The fast and robust FCM, or FRFCM, algorithm used in this paper was created by linking spatial information with the FCM algorithm in order to reduce the noise in the existing FCM algorithm. The FRFCM algorithm is robust to noise from morphology reconstruction, and it is effective for fast and efficient noise image segmentation using local membership filtering. It preserves image detail through morphological reconstruction before clustering and it does not calculate the distance between the local spatial constraint and the cluster center point. It also uses membership filtering, which only depends on the local spatial constraint. The proposed FRFCM algorithm is much simpler and faster because it does not calculate between the local spatial constraint and the cluster center point. That is, it divides the

image based on the clustering method that minimizes the objective function [12]. Since the FRFCM algorithm suppresses noise, we believe that clustering the gastric endoscopy images will improve the segmentation of the lesion area. The resulting segmentation is shown in Fig. 8. The image is segmented into clusters that are different to those generated by the SLIC superpixel algorithm. Figures 7 and 8 show that SLIC superpixel partitions of a uniform size can be identified by finding the cluster center point, which can be achieved by limiting the clustering space. On the other hand, the FRFCM algorithm, which relies on local spatial constraints, does not have space limitations. Thus, the splitting results are different to those generated using the SLIC superpixel algorithm.

2.5 Training Process

In this study, we used convolutional neural networks, one of the deep learning models, to classify endoscopy images. Their performance improves as they become deeper. However, as the network becomes deeper it also becomes more complicated and various problems such as overfitting or gradient vanishing can occur. To combat this, we used GoogLeNet, a convolutional neural network that is a network of Inception modules. As shown in Fig. 9, the Inception modules consist of multiple 1 × 1 convolution layers, 3 × 3 and 5 × 5 convolution layers, and 3 × 3 max pooling layers.

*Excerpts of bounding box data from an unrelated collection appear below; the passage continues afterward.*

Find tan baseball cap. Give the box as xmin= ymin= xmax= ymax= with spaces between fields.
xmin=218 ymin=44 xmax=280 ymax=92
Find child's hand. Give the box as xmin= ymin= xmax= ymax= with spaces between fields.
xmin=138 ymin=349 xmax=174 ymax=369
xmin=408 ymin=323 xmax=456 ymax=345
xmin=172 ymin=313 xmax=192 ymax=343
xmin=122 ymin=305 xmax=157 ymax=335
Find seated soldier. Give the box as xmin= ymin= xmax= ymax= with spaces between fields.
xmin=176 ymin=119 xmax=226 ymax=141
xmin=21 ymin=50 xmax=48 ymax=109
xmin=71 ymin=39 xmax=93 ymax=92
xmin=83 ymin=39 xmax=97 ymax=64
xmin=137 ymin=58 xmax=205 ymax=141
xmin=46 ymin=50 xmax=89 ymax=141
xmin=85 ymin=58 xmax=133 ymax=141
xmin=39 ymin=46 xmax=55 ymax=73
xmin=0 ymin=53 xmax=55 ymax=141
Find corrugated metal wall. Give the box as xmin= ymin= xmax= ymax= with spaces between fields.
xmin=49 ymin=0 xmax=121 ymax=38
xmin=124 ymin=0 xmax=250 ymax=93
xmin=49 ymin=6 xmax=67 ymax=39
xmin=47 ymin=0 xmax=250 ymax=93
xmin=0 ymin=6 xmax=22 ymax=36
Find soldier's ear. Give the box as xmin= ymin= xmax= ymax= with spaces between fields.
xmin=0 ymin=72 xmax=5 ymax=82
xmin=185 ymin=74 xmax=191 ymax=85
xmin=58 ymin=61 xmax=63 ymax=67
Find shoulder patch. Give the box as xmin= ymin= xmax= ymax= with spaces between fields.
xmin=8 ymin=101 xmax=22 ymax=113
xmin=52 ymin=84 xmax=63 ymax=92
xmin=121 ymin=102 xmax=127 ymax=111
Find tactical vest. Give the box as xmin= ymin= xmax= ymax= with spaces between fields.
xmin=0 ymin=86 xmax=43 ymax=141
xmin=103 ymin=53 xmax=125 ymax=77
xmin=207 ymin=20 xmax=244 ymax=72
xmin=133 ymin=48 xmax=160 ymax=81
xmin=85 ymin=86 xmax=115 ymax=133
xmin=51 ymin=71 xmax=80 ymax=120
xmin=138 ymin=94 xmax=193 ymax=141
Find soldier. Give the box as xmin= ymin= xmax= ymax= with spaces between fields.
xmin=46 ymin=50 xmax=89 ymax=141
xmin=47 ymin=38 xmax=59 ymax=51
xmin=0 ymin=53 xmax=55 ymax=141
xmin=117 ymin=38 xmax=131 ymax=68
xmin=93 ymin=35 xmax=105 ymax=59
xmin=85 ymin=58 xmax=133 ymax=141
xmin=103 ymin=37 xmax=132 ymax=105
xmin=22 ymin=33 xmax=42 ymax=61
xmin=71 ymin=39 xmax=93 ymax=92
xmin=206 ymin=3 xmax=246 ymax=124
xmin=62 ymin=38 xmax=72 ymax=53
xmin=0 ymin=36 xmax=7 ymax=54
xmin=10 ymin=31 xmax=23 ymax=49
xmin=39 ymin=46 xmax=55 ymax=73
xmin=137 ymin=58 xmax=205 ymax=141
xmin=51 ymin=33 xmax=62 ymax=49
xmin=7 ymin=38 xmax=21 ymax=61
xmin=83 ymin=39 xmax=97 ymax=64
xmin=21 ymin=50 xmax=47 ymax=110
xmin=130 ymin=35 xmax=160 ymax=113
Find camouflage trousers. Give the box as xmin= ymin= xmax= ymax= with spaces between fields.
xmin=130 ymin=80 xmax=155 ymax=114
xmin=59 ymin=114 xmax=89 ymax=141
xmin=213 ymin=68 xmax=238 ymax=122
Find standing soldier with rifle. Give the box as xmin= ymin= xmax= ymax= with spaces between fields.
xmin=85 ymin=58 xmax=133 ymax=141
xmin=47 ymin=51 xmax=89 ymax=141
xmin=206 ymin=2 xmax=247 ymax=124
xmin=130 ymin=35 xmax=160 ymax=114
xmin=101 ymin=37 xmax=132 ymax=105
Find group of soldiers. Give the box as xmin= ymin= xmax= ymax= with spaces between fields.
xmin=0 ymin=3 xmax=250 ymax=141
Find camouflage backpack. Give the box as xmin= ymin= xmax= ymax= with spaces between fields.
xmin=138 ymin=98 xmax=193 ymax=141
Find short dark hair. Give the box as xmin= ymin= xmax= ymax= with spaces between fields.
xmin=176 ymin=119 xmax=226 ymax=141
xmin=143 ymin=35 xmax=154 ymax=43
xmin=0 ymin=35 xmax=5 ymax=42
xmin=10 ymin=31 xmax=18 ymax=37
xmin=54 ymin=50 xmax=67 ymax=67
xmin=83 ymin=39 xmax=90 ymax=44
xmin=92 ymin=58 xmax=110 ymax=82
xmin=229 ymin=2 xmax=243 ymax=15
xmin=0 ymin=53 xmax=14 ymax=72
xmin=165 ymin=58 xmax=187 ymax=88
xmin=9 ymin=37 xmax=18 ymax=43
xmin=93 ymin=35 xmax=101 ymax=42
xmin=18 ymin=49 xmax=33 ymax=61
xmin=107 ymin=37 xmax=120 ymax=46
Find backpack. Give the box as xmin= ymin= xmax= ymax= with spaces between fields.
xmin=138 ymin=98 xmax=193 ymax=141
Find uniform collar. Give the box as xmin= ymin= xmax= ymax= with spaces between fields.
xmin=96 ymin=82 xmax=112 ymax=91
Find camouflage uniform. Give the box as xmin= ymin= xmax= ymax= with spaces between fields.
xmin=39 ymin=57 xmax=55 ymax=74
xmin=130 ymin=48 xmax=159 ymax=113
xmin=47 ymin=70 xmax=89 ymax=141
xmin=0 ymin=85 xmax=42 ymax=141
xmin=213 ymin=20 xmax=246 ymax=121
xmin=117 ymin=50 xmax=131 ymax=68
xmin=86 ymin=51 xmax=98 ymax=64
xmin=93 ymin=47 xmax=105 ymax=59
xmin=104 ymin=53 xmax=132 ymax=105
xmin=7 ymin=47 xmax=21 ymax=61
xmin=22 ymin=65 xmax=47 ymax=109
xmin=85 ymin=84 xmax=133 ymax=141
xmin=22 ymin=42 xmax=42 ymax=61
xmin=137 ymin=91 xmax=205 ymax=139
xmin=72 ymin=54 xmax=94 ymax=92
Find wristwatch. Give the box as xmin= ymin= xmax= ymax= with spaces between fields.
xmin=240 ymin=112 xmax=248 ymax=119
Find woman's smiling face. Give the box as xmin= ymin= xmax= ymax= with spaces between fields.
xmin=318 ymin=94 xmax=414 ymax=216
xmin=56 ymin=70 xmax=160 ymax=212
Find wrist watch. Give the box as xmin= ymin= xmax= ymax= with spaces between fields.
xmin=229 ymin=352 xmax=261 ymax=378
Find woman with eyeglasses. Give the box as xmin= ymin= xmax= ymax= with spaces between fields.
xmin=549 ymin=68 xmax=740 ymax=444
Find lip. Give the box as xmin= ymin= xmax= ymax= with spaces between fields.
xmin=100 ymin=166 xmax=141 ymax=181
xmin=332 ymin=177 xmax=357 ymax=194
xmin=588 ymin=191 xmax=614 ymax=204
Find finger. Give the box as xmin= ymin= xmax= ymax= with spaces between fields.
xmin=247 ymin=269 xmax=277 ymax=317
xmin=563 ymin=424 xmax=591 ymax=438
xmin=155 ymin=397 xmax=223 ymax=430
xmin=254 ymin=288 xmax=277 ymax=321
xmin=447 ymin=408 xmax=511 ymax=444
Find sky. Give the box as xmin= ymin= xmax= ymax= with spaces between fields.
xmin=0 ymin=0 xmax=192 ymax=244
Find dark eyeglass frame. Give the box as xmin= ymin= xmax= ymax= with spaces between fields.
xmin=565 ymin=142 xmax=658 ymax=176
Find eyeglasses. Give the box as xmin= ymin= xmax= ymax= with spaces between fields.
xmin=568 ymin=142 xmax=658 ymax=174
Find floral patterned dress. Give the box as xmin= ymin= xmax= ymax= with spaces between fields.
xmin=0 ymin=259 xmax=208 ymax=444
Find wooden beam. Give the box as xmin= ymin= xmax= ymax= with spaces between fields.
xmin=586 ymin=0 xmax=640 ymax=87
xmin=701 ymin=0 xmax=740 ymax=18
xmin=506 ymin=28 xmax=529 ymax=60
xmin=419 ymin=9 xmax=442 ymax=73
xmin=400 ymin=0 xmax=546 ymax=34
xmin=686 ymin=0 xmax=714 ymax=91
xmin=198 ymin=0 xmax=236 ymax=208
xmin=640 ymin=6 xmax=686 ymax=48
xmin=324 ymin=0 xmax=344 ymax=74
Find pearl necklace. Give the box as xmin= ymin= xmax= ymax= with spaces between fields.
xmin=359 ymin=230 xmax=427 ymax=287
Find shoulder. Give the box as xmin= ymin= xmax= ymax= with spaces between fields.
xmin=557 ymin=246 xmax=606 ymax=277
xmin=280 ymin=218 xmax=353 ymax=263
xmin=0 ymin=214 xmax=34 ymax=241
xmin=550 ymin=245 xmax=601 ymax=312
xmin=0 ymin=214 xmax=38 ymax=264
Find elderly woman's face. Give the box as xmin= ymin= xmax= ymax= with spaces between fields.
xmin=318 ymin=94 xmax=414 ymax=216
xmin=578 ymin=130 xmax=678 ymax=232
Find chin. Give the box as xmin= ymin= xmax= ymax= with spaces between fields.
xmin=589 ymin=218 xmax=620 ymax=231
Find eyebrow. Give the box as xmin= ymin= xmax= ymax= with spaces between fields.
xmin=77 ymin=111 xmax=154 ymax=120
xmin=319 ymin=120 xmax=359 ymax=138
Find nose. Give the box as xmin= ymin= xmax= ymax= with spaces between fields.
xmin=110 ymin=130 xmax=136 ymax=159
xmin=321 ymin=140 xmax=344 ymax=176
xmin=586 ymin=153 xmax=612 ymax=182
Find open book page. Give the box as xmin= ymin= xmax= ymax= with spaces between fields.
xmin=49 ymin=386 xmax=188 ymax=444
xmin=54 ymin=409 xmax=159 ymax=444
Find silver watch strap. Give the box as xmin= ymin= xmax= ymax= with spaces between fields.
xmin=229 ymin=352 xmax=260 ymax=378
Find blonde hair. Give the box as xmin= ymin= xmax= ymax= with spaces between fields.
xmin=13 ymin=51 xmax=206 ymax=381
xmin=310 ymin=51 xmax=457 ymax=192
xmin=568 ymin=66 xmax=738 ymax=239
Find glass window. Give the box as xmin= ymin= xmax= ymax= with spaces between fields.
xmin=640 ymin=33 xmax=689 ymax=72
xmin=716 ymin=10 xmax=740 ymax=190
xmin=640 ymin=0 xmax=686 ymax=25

These modules play an important role in efficiently extracting image features. The Inception module limits the problems described above by simplifying the network. As the network becomes deeper, complex computations can be effectively reduced through the 1 × 1 convolution layer and other layers of the Inception module. The module maintains performance while reducing the amount of computation required. The Inception-v3 model was selected as this model improves performance by adding batch normalization to version v2 [10]. Figure 10 shows a flowchart of the training process. The SLIC superpixel and FRFCM algorithms were applied to the pre-processing step. The segmented images were then inputted in the deep learning model based on the ground truth set by the internist. Only the abnormal areas are used for training, hence not all of the segmented areas are used.

2.6 Test Algorithm

The trained model was used to test the data from the test set. The test process is shown by the flowchart in Fig. 11. The test data were segmented using the SLIC superpixel and FRFCM algorithms. The segmented images were then inputted in the classification model where they were classified depending on whether the area was abnormal or normal. The classified results for the segmented areas were then used in the Abnormal Score. At this stage, if more than one-third of the segmented areas in a given image were classified as abnormal, then the image was classified as abnormal. The size of gastric lesions can vary significantly. The lesions can be a lesion that includes all of the segmented regions, and some that contain half of segmented regions. There are also lesions that contain one region. Therefore, classification was conducted using Eq. (6). The classification threshold value was set through experimentation:

$$\frac{Number \;of\;abnormal\;segmented\;images }{Total\;number\;of\;segmented\;images} \ge \frac{1}{3}.$$

(6)

3 Results and Discussion

Lesions of various sizes are discovered in endoscopy images. Therefore, a model without segmentation is not enough to classify abnormal images. Thus, we proposed using the SLIC superpixel and FRFCM algorithms to create a CADx system for gastric lesion diagnosis, as shown in Fig. 4. In the models with segmentation, the image is segmented using an algorithm, and training is conducted based on the internist’s ground truth for the segmented area. A comparison of the performance of the two segmentation algorithms and its counterpart without segmentation is shown in Figs. 11 and 12. All the segmentation parameters were set to 9 before segmentation was conducted. As shown in Fig. 12, the area under the curve (AUC) for the receiver operating characteristic (ROC) curve was 0.87 for the FRFCM algorithm, 0.85 for the SLIC superpixel algorithm, and 0.82 without segmentation. As shown by the ROC curves, the FRFCM algorithm performed the best. The results show that the models trained using segmentation based on the internist’s ground truth performed better than the model trained without segmentation. We note that the FRFCM algorithm, which carried out segmentation after clustering without any restrictions on area, performed better than the SLIC superpixel algorithm, which segmented the clusters after limiting the area.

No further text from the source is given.